JAKARTA – Analis militer dan juga pertahanan, Connie Rahakundini Bakrie mengaku telah terjadi dititipi sebagian dokumen penting oleh Sekretaris Jenderal (Sekjen) PDIP Hasto Kristiyanto . Ia tak mengumumkan detail isi dokumen tersebut, tapi menurut Connie, berkas yang tersebut dititipkan itu sanggup menjadi bom waktu bagi sebagian pihak.
Hal itu diungkapkan Connie di akun Instagram pribadinya @connierahakundinibakrie pada waktu merespons penetapan Hasto sebagai dituduh oleh KPK. Ia pun mengaku prihatin dengan penetapan dituduh tersebut.
“Tentang perkara Mas Hasto yang dimaksud ditersangkakan ya serupa KPK. Tentunya saya prihatin dong, beliau sahabat saya, saya banyak belajar dari beliau, beliau juga teman seperjuangan pada waktu proses doktor. Ada kebanggaan kan kalau teman kita jadi pinter kemudian kita saling belajar,” kata Connie.

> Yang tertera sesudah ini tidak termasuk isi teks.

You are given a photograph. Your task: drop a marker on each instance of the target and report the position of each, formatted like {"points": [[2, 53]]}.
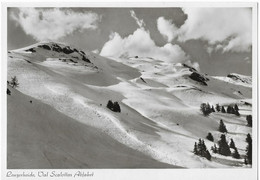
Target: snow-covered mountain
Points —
{"points": [[159, 122]]}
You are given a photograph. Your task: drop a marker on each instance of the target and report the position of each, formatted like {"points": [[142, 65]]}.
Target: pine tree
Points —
{"points": [[229, 109], [8, 91], [214, 148], [249, 149], [110, 105], [236, 154], [237, 113], [217, 107], [117, 107], [249, 120], [236, 107], [212, 109], [245, 161], [222, 128], [210, 137], [200, 149], [223, 146], [232, 144], [14, 82], [223, 109]]}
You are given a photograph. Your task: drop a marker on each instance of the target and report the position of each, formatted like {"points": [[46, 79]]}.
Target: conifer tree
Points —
{"points": [[14, 82], [117, 107], [217, 107], [223, 146], [210, 137], [249, 120], [236, 107], [223, 109], [8, 91], [195, 150], [214, 148], [110, 105], [237, 113], [222, 128], [236, 154], [249, 149], [232, 144], [212, 109], [200, 149]]}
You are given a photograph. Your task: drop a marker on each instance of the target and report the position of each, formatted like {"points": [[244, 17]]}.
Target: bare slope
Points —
{"points": [[159, 102], [41, 137]]}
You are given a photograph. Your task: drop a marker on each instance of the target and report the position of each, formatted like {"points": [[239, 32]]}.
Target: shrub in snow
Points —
{"points": [[210, 137], [222, 128], [249, 120], [223, 146]]}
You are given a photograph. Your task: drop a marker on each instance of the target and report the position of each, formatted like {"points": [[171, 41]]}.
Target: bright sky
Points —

Ia merasa janggal dengan KPK yang dimaksud menetapkan Hasto sebagai terperiksa terkait Harun Masiku. Apalagi, penetapan itu dilaksanakan menjauhi di malam hari natal. Ia berharap, lembaga antirasuah juga dapat menangani persoalan hukum dugaan korupsi lainnya.

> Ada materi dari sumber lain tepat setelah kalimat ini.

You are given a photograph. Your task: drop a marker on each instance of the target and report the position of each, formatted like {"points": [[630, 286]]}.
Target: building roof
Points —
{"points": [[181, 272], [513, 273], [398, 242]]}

“Anyway, kalau memang sebenarnya Mas Hasto ditersangkakan pada di malam hari Natal, saya sih cuma berharap satu saja. Banyak tindakan hukum besar, kakak beradik itu, anaknya si itu, katanya pencucian uang itu kan ada KPK tahun 2021 atau 2022?” kata Connie.
“Terus Pak A******** H*******, terus siapa Moeis-Moeis itu Sandra Dewi yang menjadi mengulik kemarahan publik wah berbagai banget korupsinya Rp300 triliun (vonis) cuma 6 tahun. Aduh please deh, berbagai ya aku nggak urusin perkara korupsi,” imbuhnya.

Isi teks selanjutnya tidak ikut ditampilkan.